I sat down heavily, wishing they’d all stop calling me ma’am. I felt old enough as it was.
Erin was watching me with an eager look on her face. “What?” I asked wearily.
“I checked this woman out, curious why she was targeting you. I didn’t find more than an extensive arrest record and her birth name. No connection to you.”
I tilted my head slightly. I already knew what the connection was. She somehow knew about Isaac and Esteban. But why she had that information was something I deeply desired to know.
“What’s her birth name?”
“Janet Elizabeth Runion.”
A cold wave washed over me. “Runion? Are you sure?”
“Positive.”
I jumped up quick enough to knock over my chair. “Don’t go anywhere.”

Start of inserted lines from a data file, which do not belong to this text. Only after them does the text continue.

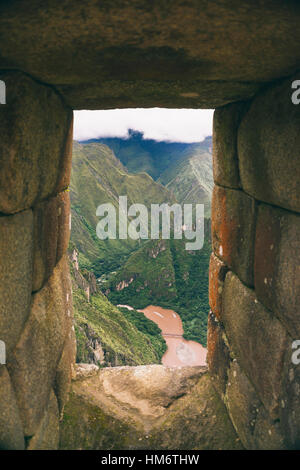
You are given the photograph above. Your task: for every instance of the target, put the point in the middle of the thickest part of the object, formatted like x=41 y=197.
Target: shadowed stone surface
x=51 y=234
x=217 y=273
x=233 y=226
x=16 y=253
x=11 y=430
x=258 y=340
x=277 y=264
x=117 y=408
x=65 y=370
x=47 y=435
x=225 y=156
x=213 y=52
x=35 y=126
x=250 y=419
x=268 y=146
x=34 y=362
x=218 y=353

I ran down the hall to my office and locked myself behind the door, ignoring the concerned look on Jules’ face. My heart was pounding, my flesh crawling.
What the fuck?
When I could control my breaths, I rushed to my desk and woke my computer, quickly typing the name into the search bar. Almost immediately an article on the accident came up. And there was her name, beside that man’s.

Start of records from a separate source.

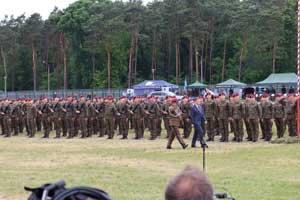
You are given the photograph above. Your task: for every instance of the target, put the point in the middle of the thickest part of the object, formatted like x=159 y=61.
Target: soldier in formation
x=100 y=116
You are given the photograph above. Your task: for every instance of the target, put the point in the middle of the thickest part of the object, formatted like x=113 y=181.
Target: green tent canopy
x=197 y=84
x=230 y=83
x=280 y=79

“Mr. Runion’s sister, Janet, is asking the public to please remember her brother is innocent until proven guilty…”
Bullshit!
I’d forgotten that man had a sister. I’d forgotten a lot about that time in my life because of the shock and grief that followed the accident and Isaac’s slow, painful death. He was only a baby, for Christ’s sake! Her brother killed my family and now she wanted to do it again? For what? For that man who chose to drink and drive that night, who chose to get behind the wheel when he knew he was impaired? Who left my family to die on the side of the road?
Esteban and Isaac didn’t have a choice that night. Why should that man?
Anger rushed through me, ratcheting up the nausea that had been plaguing me all day. I grabbed my phone and called the only person who could help me now, the only person who was in this as deep as I was now.
“Ash, I need you.”
Chapter 29
Erin
I thought for sure I’d lost
my job when I saw Ash Grayson walk into the room. He smiled, but that did little to put me at ease. I reached for Boone’s hand under the table and he immediately wrapped his fingers around mine, clearly unaware of the hellfire that was about to rain down on us.
“I’m Ashford Grayson,” he said, holding out his hand to Boone. “And you are Francis Boone?”
“I just go by Boone.”
He inclined his head. “And you can call me Ash.”
He took a seat beside Boone rather than sitting at the head of the table the way Joss had done. “I’m not sure how much you know about me, but I’m the CEO and founder of Gray Wolf Security. I run the office outside of town and Joss runs this office under my purview.”
Boone nodded.
“Joss believes you might have information on the attacks that have been taking place against her family.”
Boone tilted his head. “All I can tell you is what I’ve already told her.”
Ash inclined his head. “Well, we’ve used what you told us to contact law enforcement. A warrant has been issued for Ms. Tanner’s arrest and the police are headed over there as we speak. I just need to know if there’s anything you left out in your story.”
“Nothing.”
“You don’t know who Ms. Tanner is when she’s not acting as a con artist?”
Boone frowned. “I’m not sure I know what you mean.”
“Have you heard of Jack Mahoney?” Ash asked, pushing a photograph across the table toward me and Boone. I stared over his shoulder at the face, vaguely recalling some report about him on the news. I tried not to watch too much news. Too frightening.
But Boone knew him immediately. “He’s a mobster who was arrested last year.”
Ash inclined his head. “We believe he’s the person behind Elizabeth’s current scam.”
My heart sank. He had to be kidding!
Boone’s hand tightened against mine. “Is that right?”
“It turns out that Elizabeth Tanner is actually his niece by way of Jack’s sister, Amanda.”
Now I knew for sure I’d lost my job. How could I expose Joss’s family to that woman? How could I have contributed to whatever pain they were trying to bring down on her?